Figure 3A–C, instead, shows the trends observed for the nominal contrast levels − 9%, − 6% and − 3%. The BL values, measured for each contrast level, are different from the corresponding nominal value previously defined. We initially evaluated this discrepancy and agreed that it was acceptable for our purpose. Although the chosen acceptability ranges are narrow, the measurements performed in the 13th month were inside the tolerance limits for all the contrast levels. This means that during the whole observation period, the scanner was able to detect low contrast levels in lung scans, such as the tissue-air contrast26, despite the drift observed in the other parameters.

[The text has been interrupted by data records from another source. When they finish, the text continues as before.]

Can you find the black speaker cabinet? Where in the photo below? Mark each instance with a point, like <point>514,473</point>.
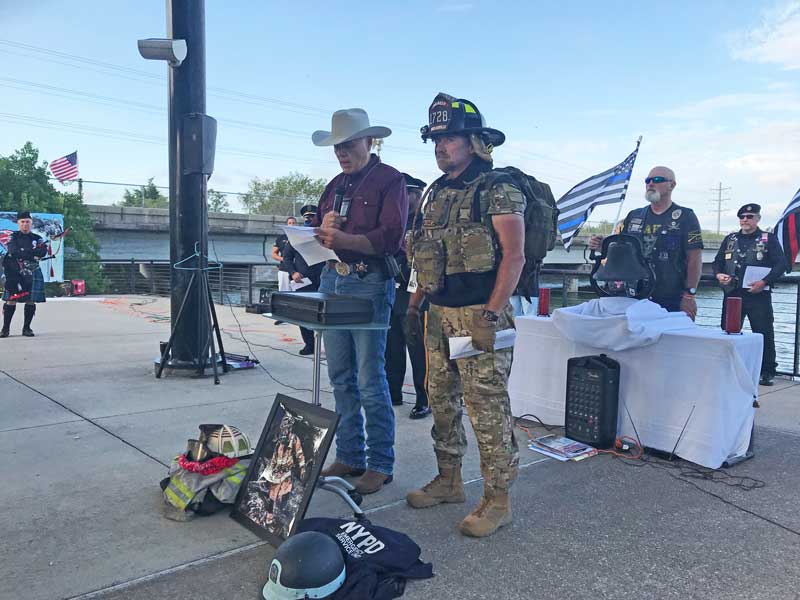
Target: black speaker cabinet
<point>592,400</point>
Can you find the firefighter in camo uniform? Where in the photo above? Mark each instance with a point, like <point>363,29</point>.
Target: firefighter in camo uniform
<point>467,259</point>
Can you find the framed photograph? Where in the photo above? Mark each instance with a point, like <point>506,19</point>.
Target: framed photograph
<point>284,469</point>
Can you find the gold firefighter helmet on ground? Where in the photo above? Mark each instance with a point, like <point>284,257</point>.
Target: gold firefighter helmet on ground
<point>226,440</point>
<point>448,115</point>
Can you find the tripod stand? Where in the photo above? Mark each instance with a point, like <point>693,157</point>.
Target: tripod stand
<point>200,278</point>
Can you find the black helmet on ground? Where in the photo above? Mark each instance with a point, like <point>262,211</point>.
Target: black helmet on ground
<point>621,269</point>
<point>306,565</point>
<point>448,115</point>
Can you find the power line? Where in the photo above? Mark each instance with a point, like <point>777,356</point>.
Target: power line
<point>225,93</point>
<point>718,201</point>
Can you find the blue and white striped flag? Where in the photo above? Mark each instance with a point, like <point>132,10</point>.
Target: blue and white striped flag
<point>609,187</point>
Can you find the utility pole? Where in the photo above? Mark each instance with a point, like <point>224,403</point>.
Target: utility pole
<point>719,200</point>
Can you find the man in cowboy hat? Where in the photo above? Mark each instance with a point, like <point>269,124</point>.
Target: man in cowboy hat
<point>402,336</point>
<point>24,279</point>
<point>752,247</point>
<point>468,258</point>
<point>362,216</point>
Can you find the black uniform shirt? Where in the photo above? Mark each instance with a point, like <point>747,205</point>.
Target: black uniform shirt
<point>740,250</point>
<point>666,239</point>
<point>23,246</point>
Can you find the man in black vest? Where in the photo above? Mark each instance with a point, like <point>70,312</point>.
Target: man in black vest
<point>751,247</point>
<point>671,241</point>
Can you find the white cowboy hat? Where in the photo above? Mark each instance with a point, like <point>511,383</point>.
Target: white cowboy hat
<point>348,124</point>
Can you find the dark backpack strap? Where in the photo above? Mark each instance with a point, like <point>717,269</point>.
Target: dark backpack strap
<point>488,180</point>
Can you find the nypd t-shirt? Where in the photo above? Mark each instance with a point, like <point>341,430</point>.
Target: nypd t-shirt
<point>666,238</point>
<point>377,560</point>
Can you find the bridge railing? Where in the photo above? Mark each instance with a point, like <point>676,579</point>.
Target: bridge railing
<point>237,284</point>
<point>571,286</point>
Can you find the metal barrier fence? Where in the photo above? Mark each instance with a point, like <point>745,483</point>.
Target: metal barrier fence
<point>570,287</point>
<point>237,284</point>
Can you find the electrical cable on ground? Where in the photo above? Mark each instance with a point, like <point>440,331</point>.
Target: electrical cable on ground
<point>85,418</point>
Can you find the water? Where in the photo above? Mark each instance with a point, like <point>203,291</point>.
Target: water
<point>709,312</point>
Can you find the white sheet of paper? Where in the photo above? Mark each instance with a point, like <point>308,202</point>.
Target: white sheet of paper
<point>461,347</point>
<point>294,286</point>
<point>303,240</point>
<point>753,274</point>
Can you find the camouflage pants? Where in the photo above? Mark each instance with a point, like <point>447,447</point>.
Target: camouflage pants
<point>483,382</point>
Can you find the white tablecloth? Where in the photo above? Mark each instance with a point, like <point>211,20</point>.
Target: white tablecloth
<point>702,369</point>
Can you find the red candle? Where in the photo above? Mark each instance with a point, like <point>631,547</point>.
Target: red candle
<point>544,302</point>
<point>733,315</point>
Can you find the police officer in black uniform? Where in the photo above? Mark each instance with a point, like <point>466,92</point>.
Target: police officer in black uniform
<point>24,279</point>
<point>396,340</point>
<point>751,247</point>
<point>671,242</point>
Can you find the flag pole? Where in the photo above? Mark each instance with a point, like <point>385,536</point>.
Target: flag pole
<point>625,193</point>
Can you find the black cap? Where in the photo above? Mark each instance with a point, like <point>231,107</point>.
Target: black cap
<point>308,209</point>
<point>749,209</point>
<point>414,184</point>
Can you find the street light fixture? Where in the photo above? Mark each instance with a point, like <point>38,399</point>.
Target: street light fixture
<point>172,51</point>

The MTF for each of the three selected lp/mm bar patterns (i.e. spatial frequency) is reported in Fig. 3D–F and expressed as a percentage (%). These remained almost stable over the 13 months of evaluation and, overall, within acceptable values.

Figure 3:
figure 3

(AC) Low contrast control charts for the known contrast levels of − 9%, − 6% and − 3%, respectively. (D–F) Spatial resolution control charts, in terms of MTF%, for the three different line pairs per mm patterns: 3.3 lp/mm, 5 lp/mm and 10 lp/mm, respectively. The fluctuations of the QC parameters were monitored over 13 months. BL values (continuous lines) and acceptability ranges (dotted lines) are reported in green for each control chart.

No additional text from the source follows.